The Wise Operator

Enterprise-Managed Authorization

A protocol extension that lets enterprise admins grant AI agents access to third-party connectors once through the company's identity provider, so individual employees inherit the access on first login instead of clicking through OAuth screens.


What It Is

Enterprise-Managed Authorization, abbreviated EMA, is the extension to Model Context Protocol that Anthropic and Okta stabilized on June 18, 2026. It lets an enterprise admin authorize a connector once through the company’s identity provider and have every employee inherit the access the next time they open Claude. The user does not see an OAuth grant screen. The user does not click “Allow.” The connector simply appears, scoped by whichever group the employee belongs to inside the identity provider.

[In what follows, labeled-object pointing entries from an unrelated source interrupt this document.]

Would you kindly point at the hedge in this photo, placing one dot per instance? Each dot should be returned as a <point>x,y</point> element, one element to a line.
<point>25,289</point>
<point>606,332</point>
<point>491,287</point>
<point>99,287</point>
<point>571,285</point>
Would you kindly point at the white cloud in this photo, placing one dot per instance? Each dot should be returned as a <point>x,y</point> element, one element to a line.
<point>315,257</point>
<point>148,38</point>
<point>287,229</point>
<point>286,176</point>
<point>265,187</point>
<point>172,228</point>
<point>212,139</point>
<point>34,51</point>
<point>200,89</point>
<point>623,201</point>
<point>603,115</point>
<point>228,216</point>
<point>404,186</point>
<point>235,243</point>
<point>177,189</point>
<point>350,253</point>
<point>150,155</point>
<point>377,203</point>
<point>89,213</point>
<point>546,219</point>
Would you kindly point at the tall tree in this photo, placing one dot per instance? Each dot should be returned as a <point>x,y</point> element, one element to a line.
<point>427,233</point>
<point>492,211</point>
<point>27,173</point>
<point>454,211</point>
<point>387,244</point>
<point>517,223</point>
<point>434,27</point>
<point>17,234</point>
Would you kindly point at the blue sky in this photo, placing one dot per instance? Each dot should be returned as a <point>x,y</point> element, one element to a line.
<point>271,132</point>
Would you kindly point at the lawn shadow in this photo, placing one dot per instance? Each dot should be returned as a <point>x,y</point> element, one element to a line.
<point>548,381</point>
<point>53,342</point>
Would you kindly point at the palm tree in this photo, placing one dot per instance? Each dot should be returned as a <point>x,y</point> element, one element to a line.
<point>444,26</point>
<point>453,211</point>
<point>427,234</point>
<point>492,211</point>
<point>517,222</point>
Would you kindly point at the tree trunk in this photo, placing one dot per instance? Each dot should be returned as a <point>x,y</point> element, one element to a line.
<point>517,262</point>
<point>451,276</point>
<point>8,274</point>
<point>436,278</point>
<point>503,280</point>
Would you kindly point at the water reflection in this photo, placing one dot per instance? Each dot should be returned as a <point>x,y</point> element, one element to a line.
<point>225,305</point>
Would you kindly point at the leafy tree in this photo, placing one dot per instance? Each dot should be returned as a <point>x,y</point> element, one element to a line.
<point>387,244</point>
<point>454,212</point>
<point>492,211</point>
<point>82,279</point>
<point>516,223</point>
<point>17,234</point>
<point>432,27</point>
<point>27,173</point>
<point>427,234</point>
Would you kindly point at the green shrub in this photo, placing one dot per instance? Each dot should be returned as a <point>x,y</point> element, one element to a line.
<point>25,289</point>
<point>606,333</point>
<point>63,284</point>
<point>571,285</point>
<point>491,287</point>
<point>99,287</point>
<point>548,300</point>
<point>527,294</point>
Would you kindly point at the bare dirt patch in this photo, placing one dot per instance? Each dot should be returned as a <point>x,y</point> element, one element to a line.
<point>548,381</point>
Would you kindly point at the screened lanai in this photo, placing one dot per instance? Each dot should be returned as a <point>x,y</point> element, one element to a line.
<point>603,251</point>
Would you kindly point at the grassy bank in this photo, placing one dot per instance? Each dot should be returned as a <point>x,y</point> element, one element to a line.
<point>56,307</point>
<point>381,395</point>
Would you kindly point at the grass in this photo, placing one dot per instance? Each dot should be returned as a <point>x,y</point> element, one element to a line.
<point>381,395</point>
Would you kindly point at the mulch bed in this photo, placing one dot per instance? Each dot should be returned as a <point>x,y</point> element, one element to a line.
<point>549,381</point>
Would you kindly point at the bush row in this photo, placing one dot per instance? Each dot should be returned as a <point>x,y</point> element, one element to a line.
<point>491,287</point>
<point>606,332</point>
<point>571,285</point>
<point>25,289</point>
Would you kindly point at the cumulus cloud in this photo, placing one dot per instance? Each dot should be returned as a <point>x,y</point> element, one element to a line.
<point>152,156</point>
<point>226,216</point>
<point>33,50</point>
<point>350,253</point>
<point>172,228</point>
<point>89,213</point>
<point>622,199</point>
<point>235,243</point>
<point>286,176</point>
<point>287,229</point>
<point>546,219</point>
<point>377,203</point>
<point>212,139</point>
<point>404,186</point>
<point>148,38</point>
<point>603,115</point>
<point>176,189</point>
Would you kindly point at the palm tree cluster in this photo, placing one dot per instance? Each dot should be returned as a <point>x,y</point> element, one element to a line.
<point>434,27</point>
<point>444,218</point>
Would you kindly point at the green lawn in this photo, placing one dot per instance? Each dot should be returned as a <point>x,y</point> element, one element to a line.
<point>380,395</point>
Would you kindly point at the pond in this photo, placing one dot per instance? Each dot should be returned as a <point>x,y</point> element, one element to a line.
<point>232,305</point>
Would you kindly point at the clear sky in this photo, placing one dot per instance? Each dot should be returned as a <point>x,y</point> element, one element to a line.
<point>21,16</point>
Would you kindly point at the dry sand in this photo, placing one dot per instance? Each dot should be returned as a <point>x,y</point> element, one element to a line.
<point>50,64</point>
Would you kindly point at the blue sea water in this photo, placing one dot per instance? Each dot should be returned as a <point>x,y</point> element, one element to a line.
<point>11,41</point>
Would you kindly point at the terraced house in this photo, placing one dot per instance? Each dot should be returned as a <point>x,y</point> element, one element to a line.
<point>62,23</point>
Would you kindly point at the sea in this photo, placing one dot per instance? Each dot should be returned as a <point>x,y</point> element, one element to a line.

The mechanism is a JWT exchange called Identity Assertion JWT Authorization Grant, paired with Okta’s Cross App Access protocol. The identity provider issues a signed claim that proves who the user is. The MCP server accepts that claim and returns its own access token. No redirect through a per-server consent flow. No user-by-user permission grant. The launch list of MCP servers that support EMA on day one is Asana, Atlassian, Canva, Figma, Granola, Linear, and Supabase. Slack is staged next.

How It Actually Works

A typical OAuth grant has three steps: the user opens an app, the app sends the user to the identity provider, the user clicks “Allow.” EMA collapses the second and third steps into a single admin decision made months earlier. When the user opens Claude for the first time, Claude calls the identity provider with a request for that user’s connector access. The identity provider mints an Identity Assertion JWT carrying the user’s verified identity. Claude hands that JWT to each MCP server in turn. Each server validates the JWT against the public key on file, checks the user’s group membership against its own scoping rules, and returns an access token. The user sees the connectors appear in their sidebar. The user does not see any of the cryptographic handoff.

Why It Matters Right Now

Until June 18, every connector that a Claude user wanted to authorize was a separate OAuth grant. A 2,000-person company turning on seven connectors meant fourteen thousand OAuth flows, each one a small audit risk and a larger compliance question for the security team. Ramp ran the flagship EMA rollout on launch day: 2,000 employees provisioned through Okta with no individual consent prompts. Hubspot and Webflow followed. The era of clicking through to authorize an AI tool inside a regulated company is closing.

The shift matters now because the same window is producing parallel protocols at every other lab. Microsoft Scout already routes its MCP servers through Entra. Google is reportedly building a Workspace-native equivalent. The standard is being set in the next quarter. Whoever wires the most connectors first sets the default for how the agent economy actually integrates with the apps employees use.

How TWO Uses It

The temptation with EMA is to read it as a productivity win. Friction goes down, time-to-value goes up, IT teams move on to the next ticket. That reading misses what is actually shifting under the hood. EMA moves the consent decision out of the user’s hands and into the admin’s decision tree. Whatever the admin authorizes, the user inherits. That is fine for tools the operator genuinely wants connected. It is a low-grade exposure for tools the operator does not know are connected.

We use EMA the way we use a domain-wide service account: with a checklist, written down, of every connector we intend to be on. We do not use EMA to mean “all the connectors on the launch list, by default.” If a connector reaches your team without your knowledge, you cannot reason about what the agent can do on your behalf. The audit is the discipline. The seal is the act of pressing the discipline onto the org.

A Concrete Operator Scenario

A finance lead at a 400-person company gets a Slack ping that Claude now has the team’s Supabase tables as context. She did not approve the connection. She did not see an OAuth screen. The IT team turned on EMA on Tuesday, added the Supabase connector to the launch list, and walked away. Her question, the right question, is not “should we have done this?” The right question is “what else got turned on with it, and who is reading the audit log for the JWT exchanges this week?”

That is the operator-decision EMA makes urgent. The decision used to be granular and per-user. It is now structural and per-policy. The work is to write the policy down before the policy gets written for you by whatever was on the launch list. The right shape for that policy is a quarterly review: which connectors are enabled, which IdP groups inherit them, which audit events the security team has agreed to alert on. Without that review, EMA is just SSO with sharper consequences.